Prerequisites

The recommended system specification for deploying a Virtual Signer

This is what you will need to get up and running with a Virtual Signer linked to your io.vault.

  • A server that meets the minimum or recommended requirements below.
  • Firewalls and other appropriate security measures enabled. We recommend disabling all incoming ports except SSH or whichever you need to access your instance remotely. Set up appropriate SSH brute force protection and disable root logins.
  • An API key created from your io.vault dashboard to be entered into the environment variables settings of the Virtual Signer.
  • A web hook set up in your backend infrastructure to handle incoming approval request calls from the Virtual Signer, or a smart contract that handles approvals. See the Approvals in API mode and Approvals via Smart Contracts sections for more information.

Your machine should be appropriately hardened (disk encryption turned on, SSH keys required, no root login, etc.), and meet the following requirements:

Minimal Requirements

  • Linux OS. Ubuntu 22.04 LTS or greater with the latest security updates applied
  • Docker version 20.10+
  • 4GB RAM+ with swap
  • Intel Xeon CPU with SGX support (check here)
  • 20 GB+ SSD storage
  • Latest Intel micro-code (BIOS update).
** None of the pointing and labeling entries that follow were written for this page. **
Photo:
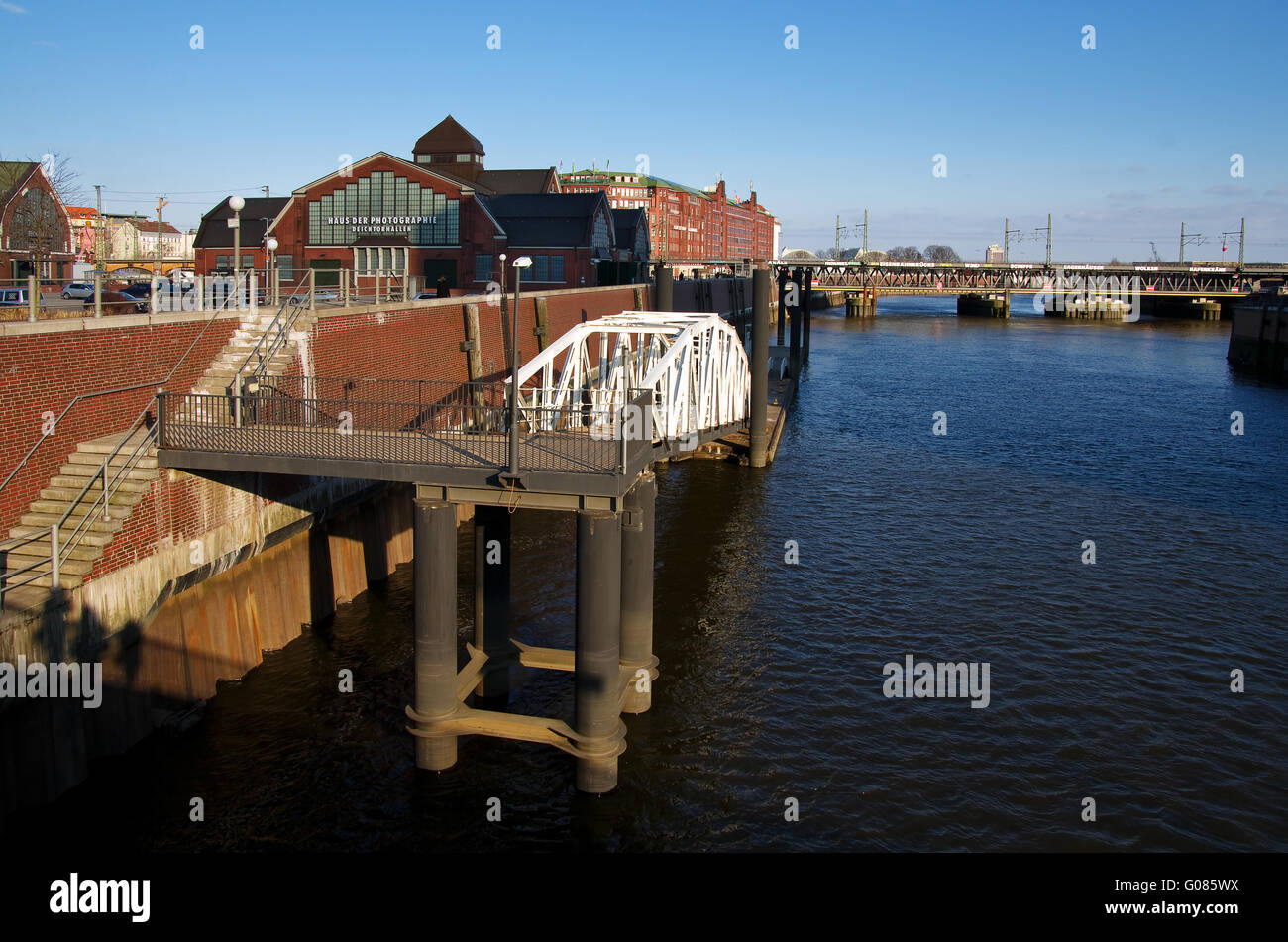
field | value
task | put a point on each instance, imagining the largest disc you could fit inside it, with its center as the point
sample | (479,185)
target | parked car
(77,289)
(138,289)
(120,302)
(14,297)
This is automatically applied on Microsoft Azure.

On Azure, we have tested a minimal system with Standard_DC1s_v2 instances on a DCsv2-Type1 Dedicated Host.

This host type is able to run 6 isolated virtual signers, each in their own Standard_DC1s_v2 VM instance.
This offers great security, as it means that your signers will run within several layers of defense (SGX, the Docker container, the VM itself and the Dedicated Host).

Recommended Requirements for High-Throughput

  • Linux OS. Ubuntu 22.04 LTS or greater with the latest security updates applied
  • Docker version 20.10+
  • 8GB RAM+ with swap
  • 8-core+ Intel Xeon CPU with SGX support, such as Intel Xeon E-2288G (check here)
  • 20 GB+ SSD storage
  • Latest Intel micro-code (BIOS update). This is automatically applied on Microsoft Azure.

On Azure, we have tested a recommended system with a Standard_DC2s_v2 instance on a DCsv2-Type1 Dedicated Host.

This host type is able to host 3 isolated virtual signers, each in their own Standard_DC2s_v2 VM instance.

As with the minimal requirements above, it's best not to share VM instances for security reasons. If you would like to, it's possible to host several Virtual Signers on one VM instance and share its resources.

Networking Requirements

You may deploy a firewall to enable outbound access only to the following trusted and TLS-enabled endpoints.

  • mqtt.vault.iofinnet.com, port 8084, TCP
  • api.iofinnet.com, port 443, TCP
  • Host and port defined by ExternalReshareApprovalURL in configuration if ApprovalMode is "API", TCP
  • Host and port defined by ExternalTransactionApprovalURL in configuration if ApprovalMode is "API", TCP
  • Host and port defined by ApprovalNodeRPCAddress in configuration if ApprovalMode is "SmartContract", TCP

For inbound access, enable the port defined by Port in configuration, TCP. That is only required if new Virtual Signer
devices besides the initial one will be registered using the Virtual Signer API.